国会での憲法論議が活発さを増している。先の衆院選で自民党が大敗して「改憲勢力」が、改憲の国会発議に必要な議席を衆院で失った。結果として改憲が遠のき、憲法について与野党が落ち着いて議論できる環境になった。

 衆院憲法審査会(憲法審)は、初めて野党議員が会長に就いた。立憲民主党の枝野幸男(えだのゆきお)氏である。与党筆頭幹事は本県選出で自民党の船田元(ふなだはじめ)氏。両氏は宇都宮高の同窓であり、旧衆院憲法調査会で与野党協調路線を重視した故中山太郎(なかやまたろう)会長の門下生でもある。

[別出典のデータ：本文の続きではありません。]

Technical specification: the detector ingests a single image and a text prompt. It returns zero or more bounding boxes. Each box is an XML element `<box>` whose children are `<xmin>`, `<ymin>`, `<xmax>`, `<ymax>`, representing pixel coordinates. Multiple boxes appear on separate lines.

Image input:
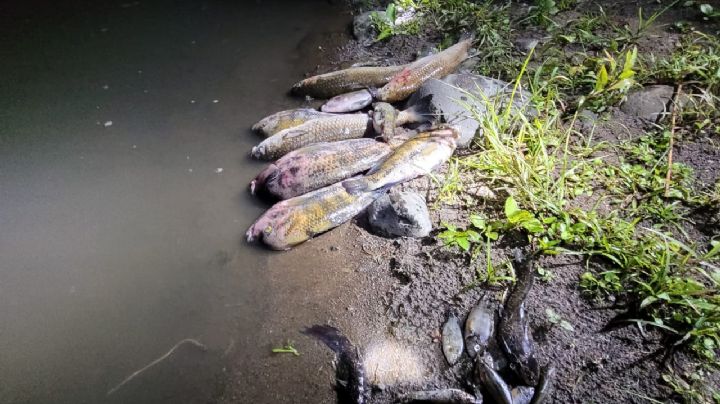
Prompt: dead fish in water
<box><xmin>465</xmin><ymin>302</ymin><xmax>495</xmax><ymax>358</ymax></box>
<box><xmin>395</xmin><ymin>389</ymin><xmax>483</xmax><ymax>404</ymax></box>
<box><xmin>342</xmin><ymin>127</ymin><xmax>459</xmax><ymax>194</ymax></box>
<box><xmin>442</xmin><ymin>313</ymin><xmax>463</xmax><ymax>366</ymax></box>
<box><xmin>498</xmin><ymin>251</ymin><xmax>539</xmax><ymax>386</ymax></box>
<box><xmin>292</xmin><ymin>65</ymin><xmax>407</xmax><ymax>98</ymax></box>
<box><xmin>530</xmin><ymin>365</ymin><xmax>555</xmax><ymax>404</ymax></box>
<box><xmin>245</xmin><ymin>183</ymin><xmax>385</xmax><ymax>250</ymax></box>
<box><xmin>475</xmin><ymin>355</ymin><xmax>512</xmax><ymax>404</ymax></box>
<box><xmin>320</xmin><ymin>90</ymin><xmax>373</xmax><ymax>114</ymax></box>
<box><xmin>250</xmin><ymin>138</ymin><xmax>392</xmax><ymax>199</ymax></box>
<box><xmin>372</xmin><ymin>94</ymin><xmax>434</xmax><ymax>142</ymax></box>
<box><xmin>251</xmin><ymin>114</ymin><xmax>372</xmax><ymax>160</ymax></box>
<box><xmin>252</xmin><ymin>108</ymin><xmax>335</xmax><ymax>137</ymax></box>
<box><xmin>373</xmin><ymin>38</ymin><xmax>472</xmax><ymax>102</ymax></box>
<box><xmin>302</xmin><ymin>325</ymin><xmax>366</xmax><ymax>404</ymax></box>
<box><xmin>510</xmin><ymin>386</ymin><xmax>535</xmax><ymax>404</ymax></box>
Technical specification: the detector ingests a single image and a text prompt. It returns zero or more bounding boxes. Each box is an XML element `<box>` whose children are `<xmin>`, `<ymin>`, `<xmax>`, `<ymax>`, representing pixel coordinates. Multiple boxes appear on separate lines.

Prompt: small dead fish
<box><xmin>475</xmin><ymin>355</ymin><xmax>513</xmax><ymax>404</ymax></box>
<box><xmin>442</xmin><ymin>313</ymin><xmax>463</xmax><ymax>366</ymax></box>
<box><xmin>498</xmin><ymin>251</ymin><xmax>540</xmax><ymax>386</ymax></box>
<box><xmin>292</xmin><ymin>65</ymin><xmax>406</xmax><ymax>98</ymax></box>
<box><xmin>252</xmin><ymin>108</ymin><xmax>334</xmax><ymax>137</ymax></box>
<box><xmin>395</xmin><ymin>389</ymin><xmax>483</xmax><ymax>404</ymax></box>
<box><xmin>245</xmin><ymin>183</ymin><xmax>385</xmax><ymax>250</ymax></box>
<box><xmin>320</xmin><ymin>90</ymin><xmax>373</xmax><ymax>114</ymax></box>
<box><xmin>530</xmin><ymin>365</ymin><xmax>555</xmax><ymax>404</ymax></box>
<box><xmin>250</xmin><ymin>114</ymin><xmax>372</xmax><ymax>160</ymax></box>
<box><xmin>372</xmin><ymin>94</ymin><xmax>433</xmax><ymax>142</ymax></box>
<box><xmin>465</xmin><ymin>302</ymin><xmax>495</xmax><ymax>358</ymax></box>
<box><xmin>373</xmin><ymin>38</ymin><xmax>472</xmax><ymax>102</ymax></box>
<box><xmin>342</xmin><ymin>128</ymin><xmax>459</xmax><ymax>194</ymax></box>
<box><xmin>510</xmin><ymin>386</ymin><xmax>535</xmax><ymax>404</ymax></box>
<box><xmin>302</xmin><ymin>325</ymin><xmax>367</xmax><ymax>404</ymax></box>
<box><xmin>250</xmin><ymin>138</ymin><xmax>392</xmax><ymax>199</ymax></box>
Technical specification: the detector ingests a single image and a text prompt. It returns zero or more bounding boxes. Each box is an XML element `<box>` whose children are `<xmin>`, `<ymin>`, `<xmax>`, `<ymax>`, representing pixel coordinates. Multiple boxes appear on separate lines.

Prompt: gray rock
<box><xmin>620</xmin><ymin>85</ymin><xmax>674</xmax><ymax>122</ymax></box>
<box><xmin>368</xmin><ymin>192</ymin><xmax>432</xmax><ymax>237</ymax></box>
<box><xmin>353</xmin><ymin>11</ymin><xmax>377</xmax><ymax>45</ymax></box>
<box><xmin>408</xmin><ymin>73</ymin><xmax>529</xmax><ymax>148</ymax></box>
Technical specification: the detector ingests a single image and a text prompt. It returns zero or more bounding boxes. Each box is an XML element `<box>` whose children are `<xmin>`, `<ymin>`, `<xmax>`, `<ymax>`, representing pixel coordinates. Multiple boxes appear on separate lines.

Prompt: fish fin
<box><xmin>300</xmin><ymin>324</ymin><xmax>352</xmax><ymax>353</ymax></box>
<box><xmin>402</xmin><ymin>94</ymin><xmax>436</xmax><ymax>123</ymax></box>
<box><xmin>342</xmin><ymin>177</ymin><xmax>370</xmax><ymax>195</ymax></box>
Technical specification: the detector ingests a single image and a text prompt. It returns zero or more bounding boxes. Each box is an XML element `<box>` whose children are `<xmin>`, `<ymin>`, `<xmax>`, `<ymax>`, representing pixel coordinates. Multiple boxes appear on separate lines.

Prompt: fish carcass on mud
<box><xmin>250</xmin><ymin>138</ymin><xmax>392</xmax><ymax>199</ymax></box>
<box><xmin>342</xmin><ymin>127</ymin><xmax>459</xmax><ymax>194</ymax></box>
<box><xmin>246</xmin><ymin>183</ymin><xmax>386</xmax><ymax>250</ymax></box>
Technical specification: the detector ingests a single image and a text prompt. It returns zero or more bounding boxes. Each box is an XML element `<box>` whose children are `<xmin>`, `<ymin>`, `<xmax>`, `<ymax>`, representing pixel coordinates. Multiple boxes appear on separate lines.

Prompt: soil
<box><xmin>221</xmin><ymin>1</ymin><xmax>720</xmax><ymax>403</ymax></box>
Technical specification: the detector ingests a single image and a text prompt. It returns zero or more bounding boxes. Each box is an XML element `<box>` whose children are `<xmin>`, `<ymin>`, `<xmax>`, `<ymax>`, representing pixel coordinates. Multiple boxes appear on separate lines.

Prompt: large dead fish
<box><xmin>342</xmin><ymin>127</ymin><xmax>459</xmax><ymax>194</ymax></box>
<box><xmin>322</xmin><ymin>38</ymin><xmax>472</xmax><ymax>113</ymax></box>
<box><xmin>250</xmin><ymin>138</ymin><xmax>392</xmax><ymax>199</ymax></box>
<box><xmin>302</xmin><ymin>325</ymin><xmax>367</xmax><ymax>404</ymax></box>
<box><xmin>245</xmin><ymin>183</ymin><xmax>385</xmax><ymax>250</ymax></box>
<box><xmin>252</xmin><ymin>108</ymin><xmax>335</xmax><ymax>137</ymax></box>
<box><xmin>251</xmin><ymin>114</ymin><xmax>372</xmax><ymax>160</ymax></box>
<box><xmin>292</xmin><ymin>65</ymin><xmax>407</xmax><ymax>98</ymax></box>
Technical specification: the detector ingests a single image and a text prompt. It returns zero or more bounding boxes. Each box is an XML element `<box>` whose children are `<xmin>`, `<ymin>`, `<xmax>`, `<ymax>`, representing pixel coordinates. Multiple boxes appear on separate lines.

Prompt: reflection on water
<box><xmin>0</xmin><ymin>0</ymin><xmax>346</xmax><ymax>403</ymax></box>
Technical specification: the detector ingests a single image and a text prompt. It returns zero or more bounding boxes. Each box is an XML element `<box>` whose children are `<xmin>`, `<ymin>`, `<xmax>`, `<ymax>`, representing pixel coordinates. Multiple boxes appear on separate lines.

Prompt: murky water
<box><xmin>0</xmin><ymin>0</ymin><xmax>345</xmax><ymax>403</ymax></box>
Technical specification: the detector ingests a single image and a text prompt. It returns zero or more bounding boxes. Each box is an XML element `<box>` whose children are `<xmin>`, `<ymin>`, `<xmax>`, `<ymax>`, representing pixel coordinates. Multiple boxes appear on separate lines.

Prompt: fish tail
<box><xmin>301</xmin><ymin>325</ymin><xmax>353</xmax><ymax>354</ymax></box>
<box><xmin>403</xmin><ymin>94</ymin><xmax>435</xmax><ymax>123</ymax></box>
<box><xmin>342</xmin><ymin>178</ymin><xmax>370</xmax><ymax>195</ymax></box>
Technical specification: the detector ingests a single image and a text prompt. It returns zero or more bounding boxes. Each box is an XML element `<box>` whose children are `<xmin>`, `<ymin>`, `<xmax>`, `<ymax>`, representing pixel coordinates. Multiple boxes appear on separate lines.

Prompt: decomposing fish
<box><xmin>245</xmin><ymin>183</ymin><xmax>385</xmax><ymax>250</ymax></box>
<box><xmin>510</xmin><ymin>386</ymin><xmax>535</xmax><ymax>404</ymax></box>
<box><xmin>372</xmin><ymin>94</ymin><xmax>433</xmax><ymax>142</ymax></box>
<box><xmin>475</xmin><ymin>355</ymin><xmax>512</xmax><ymax>404</ymax></box>
<box><xmin>251</xmin><ymin>114</ymin><xmax>372</xmax><ymax>160</ymax></box>
<box><xmin>292</xmin><ymin>65</ymin><xmax>406</xmax><ymax>98</ymax></box>
<box><xmin>395</xmin><ymin>389</ymin><xmax>483</xmax><ymax>404</ymax></box>
<box><xmin>252</xmin><ymin>108</ymin><xmax>335</xmax><ymax>137</ymax></box>
<box><xmin>250</xmin><ymin>138</ymin><xmax>392</xmax><ymax>199</ymax></box>
<box><xmin>530</xmin><ymin>365</ymin><xmax>555</xmax><ymax>404</ymax></box>
<box><xmin>442</xmin><ymin>313</ymin><xmax>463</xmax><ymax>366</ymax></box>
<box><xmin>498</xmin><ymin>251</ymin><xmax>539</xmax><ymax>386</ymax></box>
<box><xmin>302</xmin><ymin>325</ymin><xmax>366</xmax><ymax>404</ymax></box>
<box><xmin>465</xmin><ymin>302</ymin><xmax>495</xmax><ymax>358</ymax></box>
<box><xmin>342</xmin><ymin>127</ymin><xmax>459</xmax><ymax>194</ymax></box>
<box><xmin>320</xmin><ymin>90</ymin><xmax>373</xmax><ymax>114</ymax></box>
<box><xmin>373</xmin><ymin>38</ymin><xmax>472</xmax><ymax>102</ymax></box>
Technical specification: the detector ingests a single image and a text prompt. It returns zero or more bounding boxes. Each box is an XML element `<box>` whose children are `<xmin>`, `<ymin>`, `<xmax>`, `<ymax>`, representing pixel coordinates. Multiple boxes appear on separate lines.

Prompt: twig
<box><xmin>107</xmin><ymin>338</ymin><xmax>207</xmax><ymax>396</ymax></box>
<box><xmin>665</xmin><ymin>83</ymin><xmax>682</xmax><ymax>198</ymax></box>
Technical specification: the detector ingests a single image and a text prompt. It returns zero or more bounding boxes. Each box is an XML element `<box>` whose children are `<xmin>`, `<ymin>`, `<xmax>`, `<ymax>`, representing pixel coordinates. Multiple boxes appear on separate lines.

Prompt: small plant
<box><xmin>545</xmin><ymin>307</ymin><xmax>575</xmax><ymax>332</ymax></box>
<box><xmin>272</xmin><ymin>340</ymin><xmax>300</xmax><ymax>356</ymax></box>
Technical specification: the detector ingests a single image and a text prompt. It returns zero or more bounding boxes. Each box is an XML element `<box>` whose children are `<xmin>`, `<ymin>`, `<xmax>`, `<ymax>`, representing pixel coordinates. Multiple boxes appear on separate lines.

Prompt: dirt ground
<box><xmin>222</xmin><ymin>2</ymin><xmax>720</xmax><ymax>403</ymax></box>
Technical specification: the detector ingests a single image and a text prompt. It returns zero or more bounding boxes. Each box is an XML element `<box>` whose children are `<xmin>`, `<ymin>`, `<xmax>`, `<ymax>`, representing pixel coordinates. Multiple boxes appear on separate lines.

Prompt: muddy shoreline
<box><xmin>221</xmin><ymin>2</ymin><xmax>720</xmax><ymax>403</ymax></box>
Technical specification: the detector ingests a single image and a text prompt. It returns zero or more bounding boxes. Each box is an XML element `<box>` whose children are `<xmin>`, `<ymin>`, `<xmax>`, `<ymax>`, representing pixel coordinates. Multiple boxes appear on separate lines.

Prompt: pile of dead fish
<box><xmin>246</xmin><ymin>39</ymin><xmax>471</xmax><ymax>250</ymax></box>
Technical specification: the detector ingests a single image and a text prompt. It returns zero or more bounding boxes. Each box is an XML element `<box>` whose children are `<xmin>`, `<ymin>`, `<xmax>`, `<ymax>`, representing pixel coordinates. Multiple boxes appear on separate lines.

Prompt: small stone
<box><xmin>368</xmin><ymin>192</ymin><xmax>432</xmax><ymax>238</ymax></box>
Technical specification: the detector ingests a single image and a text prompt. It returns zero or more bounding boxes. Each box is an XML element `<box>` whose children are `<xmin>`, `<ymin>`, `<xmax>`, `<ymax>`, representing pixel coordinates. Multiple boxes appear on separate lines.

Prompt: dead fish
<box><xmin>292</xmin><ymin>65</ymin><xmax>406</xmax><ymax>98</ymax></box>
<box><xmin>250</xmin><ymin>114</ymin><xmax>372</xmax><ymax>160</ymax></box>
<box><xmin>373</xmin><ymin>38</ymin><xmax>472</xmax><ymax>102</ymax></box>
<box><xmin>510</xmin><ymin>386</ymin><xmax>535</xmax><ymax>404</ymax></box>
<box><xmin>530</xmin><ymin>365</ymin><xmax>555</xmax><ymax>404</ymax></box>
<box><xmin>302</xmin><ymin>325</ymin><xmax>366</xmax><ymax>404</ymax></box>
<box><xmin>252</xmin><ymin>108</ymin><xmax>335</xmax><ymax>137</ymax></box>
<box><xmin>465</xmin><ymin>302</ymin><xmax>495</xmax><ymax>358</ymax></box>
<box><xmin>245</xmin><ymin>183</ymin><xmax>385</xmax><ymax>250</ymax></box>
<box><xmin>395</xmin><ymin>389</ymin><xmax>483</xmax><ymax>404</ymax></box>
<box><xmin>250</xmin><ymin>138</ymin><xmax>392</xmax><ymax>199</ymax></box>
<box><xmin>372</xmin><ymin>94</ymin><xmax>434</xmax><ymax>142</ymax></box>
<box><xmin>475</xmin><ymin>355</ymin><xmax>512</xmax><ymax>404</ymax></box>
<box><xmin>342</xmin><ymin>127</ymin><xmax>459</xmax><ymax>194</ymax></box>
<box><xmin>498</xmin><ymin>251</ymin><xmax>539</xmax><ymax>386</ymax></box>
<box><xmin>320</xmin><ymin>90</ymin><xmax>373</xmax><ymax>114</ymax></box>
<box><xmin>442</xmin><ymin>313</ymin><xmax>463</xmax><ymax>366</ymax></box>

 憲法制定から78年がたち、日本を取り巻く国際情勢や社会のあり方は大きく変わった。憲法は一字一句変えてはならない「不磨の大典」ではない。枝野、船田両氏は国会で憲法論議が深まるよう、与野党の環境整備に努めてもらいたい。それには現実味のある議論を進めることが肝要である。

 枝野氏は会長就任後、憲法審を5月まで毎週1回開催することを決めた。その上で、議論するテーマをあらかじめ設定し、各党内で議論を深めるよう促した。それまでは各議員が個人の意見を披歴するだけで、かえって議論の妨げになることもあった。憲法審が言いっ放しの場でなくなることは歓迎したい。

 現在、最も熱いテーマは臨時国会の召集期限である。憲法53条は、衆参どちらかの4分の1以上の要求があれば、内閣は臨時国会の召集を決定しなければならないが、期限は示されていない。安倍晋三(あべしんぞう)元首相に続く歴代内閣は、野党の要求を無視し続けてきた。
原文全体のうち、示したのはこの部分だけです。